It will be 12 years Saturday since you died. I’m frightened by how quickly the memorials to you are overwhelming the memories with you.
I guess that makes sense – we met when I was 15 years old and struggling to figure out all of the things. I was 37 when you died. That’s 22 years of friendship and then 12 years of mourning. One day, I’ll turn around and realize its been 22 years of mourning and my heart will break again.
I didn’t make it to Dairy Queen this fall to have our traditional Pumpkin Spice Blizzard. I’m going to try to see if the local store is still open tomorrow. You would probably roll your eyes when I say that I’m trying to give up dairy and go with coconut milk options.
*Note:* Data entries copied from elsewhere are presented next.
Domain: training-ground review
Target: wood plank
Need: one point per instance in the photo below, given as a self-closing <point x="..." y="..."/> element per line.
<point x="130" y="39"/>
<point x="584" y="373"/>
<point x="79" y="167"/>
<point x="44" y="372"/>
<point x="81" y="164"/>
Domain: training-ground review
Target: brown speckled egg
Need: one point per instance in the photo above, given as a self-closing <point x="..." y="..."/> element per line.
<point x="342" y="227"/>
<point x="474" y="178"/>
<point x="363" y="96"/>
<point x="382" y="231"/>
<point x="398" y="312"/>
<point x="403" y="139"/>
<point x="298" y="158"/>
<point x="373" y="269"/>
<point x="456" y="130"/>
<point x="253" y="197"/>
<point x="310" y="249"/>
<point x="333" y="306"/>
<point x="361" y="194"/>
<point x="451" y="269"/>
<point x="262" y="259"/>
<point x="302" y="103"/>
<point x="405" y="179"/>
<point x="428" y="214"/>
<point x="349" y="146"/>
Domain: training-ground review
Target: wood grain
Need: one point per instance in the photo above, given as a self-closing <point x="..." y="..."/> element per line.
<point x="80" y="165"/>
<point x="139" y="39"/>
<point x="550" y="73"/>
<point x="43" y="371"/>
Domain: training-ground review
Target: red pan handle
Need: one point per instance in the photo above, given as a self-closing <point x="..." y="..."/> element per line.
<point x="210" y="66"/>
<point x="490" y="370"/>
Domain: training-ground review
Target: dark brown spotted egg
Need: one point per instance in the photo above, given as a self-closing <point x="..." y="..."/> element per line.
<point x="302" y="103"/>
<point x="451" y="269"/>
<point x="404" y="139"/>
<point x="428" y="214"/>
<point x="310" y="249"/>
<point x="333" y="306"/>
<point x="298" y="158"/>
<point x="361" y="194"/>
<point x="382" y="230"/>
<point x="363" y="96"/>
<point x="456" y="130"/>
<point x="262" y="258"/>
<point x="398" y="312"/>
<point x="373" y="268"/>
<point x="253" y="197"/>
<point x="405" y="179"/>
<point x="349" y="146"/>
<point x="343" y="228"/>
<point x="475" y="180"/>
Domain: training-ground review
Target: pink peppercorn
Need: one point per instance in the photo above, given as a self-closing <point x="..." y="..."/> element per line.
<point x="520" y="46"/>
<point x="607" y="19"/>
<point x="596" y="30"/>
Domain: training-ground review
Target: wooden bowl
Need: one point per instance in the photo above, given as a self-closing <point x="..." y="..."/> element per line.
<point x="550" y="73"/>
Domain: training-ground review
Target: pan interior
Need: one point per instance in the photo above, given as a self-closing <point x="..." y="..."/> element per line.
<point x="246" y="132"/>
As I typed that sentence, I imagined your response and now I’m crying/smiling.
I haven’t forgotten you, John. You come to mind all of the time, not just remembrances but in moments when I think “What would John say?” about things you’ve never experienced – Instagram, Burmese food, and most of my blog. Did you ever read my blog – it was just 2 years old and you definitely hated politics. But you would have loved my getting a GLAAD award. I think. I hope?
I hate that you weren’t on Facebook long enough to leave trail of “Memories” on that social platform. What happened to your Facebook account? OMG, you would be a legend on that site – all of your dog lady friends.
I hate those final moments in the funeral home. That wasn’t you. When they creep unbidden into my mind, I think with fierce intensity about my final moments with your dogs. Never have I wished more for the ability to communicate with animals than that night when I couldn’t explain to them what had happened to you. They’ve joined you by now. I hope that helps all of you.
I hate these final moments in this post and each post I write to you. You aren’t reading them. It is just my own struggle to find peace with your death. And how could I? 12 years doesn’t make me less angry at the injustice of it all. I’m furious, John. This was our song in that quirky high school platonic bff relationship way. Right now, I feel like you have jumped off the stage and danced away from me and I try to believe you’ll turn around and dance your way back. Because I know that no one will ever love me like you did, my friend.
But that’s for me to figure out. I hope you are no longer hurting or sad or alone. I hope you’ve found peace and light and joy.
I think I might be closer than either of us ever hoped we’d get to that in our time on earth. And I really do owe that to you.